Asia's Only AAA-Credit Is Becoming Too Popular: The Ticker
Tiny Singapore has too much of a good thing on its hands.
Asia's sole AAA-rated economy is on the receiving end of a sudden wave of foreign capital as investors, central banks, currency reserve managers and sovereign wealth funds clamor for safety. Now that Standard & Poor's has yanked away America's top rating, investors fear downgrades are coming elsewhere, too.
Singapore's draw is obvious. While it's growing slower than many Asian economies -- 0.9 percent year-over-year versus 6.5 percent in Indonesia and 4 percent in Malaysia -- it affords a high level of political stability.
Yet rapid inflows come at a time when inflation is surging much faster than gross domestic product. Consumer prices in Singapore are rising 5.4 percent year-over-year. Waves of fresh cash zooming in heighten the risk of asset bubbles by driving down interest rates and causing currency appreciation.
That means Singapore's stability is imperiled on two sides. It's a challenge for policy makers trying to clamp down on financial excesses, while putting tourism and exports at risk.

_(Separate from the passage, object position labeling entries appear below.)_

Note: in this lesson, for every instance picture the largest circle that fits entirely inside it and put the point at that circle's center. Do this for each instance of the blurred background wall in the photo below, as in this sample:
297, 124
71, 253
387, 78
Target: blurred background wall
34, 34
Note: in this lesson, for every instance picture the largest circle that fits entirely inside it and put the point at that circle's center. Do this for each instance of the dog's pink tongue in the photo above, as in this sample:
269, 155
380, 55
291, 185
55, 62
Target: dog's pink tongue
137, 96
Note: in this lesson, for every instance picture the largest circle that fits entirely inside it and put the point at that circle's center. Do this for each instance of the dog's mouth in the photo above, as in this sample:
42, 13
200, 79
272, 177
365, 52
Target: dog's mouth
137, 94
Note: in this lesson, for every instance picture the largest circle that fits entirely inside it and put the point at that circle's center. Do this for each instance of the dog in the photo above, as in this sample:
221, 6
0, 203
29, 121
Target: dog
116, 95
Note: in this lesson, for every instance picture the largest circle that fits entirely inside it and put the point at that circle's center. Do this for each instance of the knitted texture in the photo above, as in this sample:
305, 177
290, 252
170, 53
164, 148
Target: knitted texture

In an Aug. 18 statement, Singapore's monetary authority said its policy is appropriate and money markets are functioning in an “orderly manner.” Singapore uses the exchange rate rather than interest rates to conduct policy and has allowed its dollar to rise to combat inflation.
Yet domestic demand is putting upward pressure on inflation, and hot money flows don't help.
The last time Asia wrestled with such powerful capital movements was in 1997, when many of the region's economies crashed.
It has since strengthened financial systems, built more liquid bond markets and amassed trillions of dollars of currency reserves. This bulwark is now being seriously tested as the U.S., Japan and Europe keep rates at or close to zero.
As the biggest economies slow, credit downgrades abound and markets gyrate, Singapore finds itself in the role of safe haven. It's proving to be a more dubious honor than meets the eye.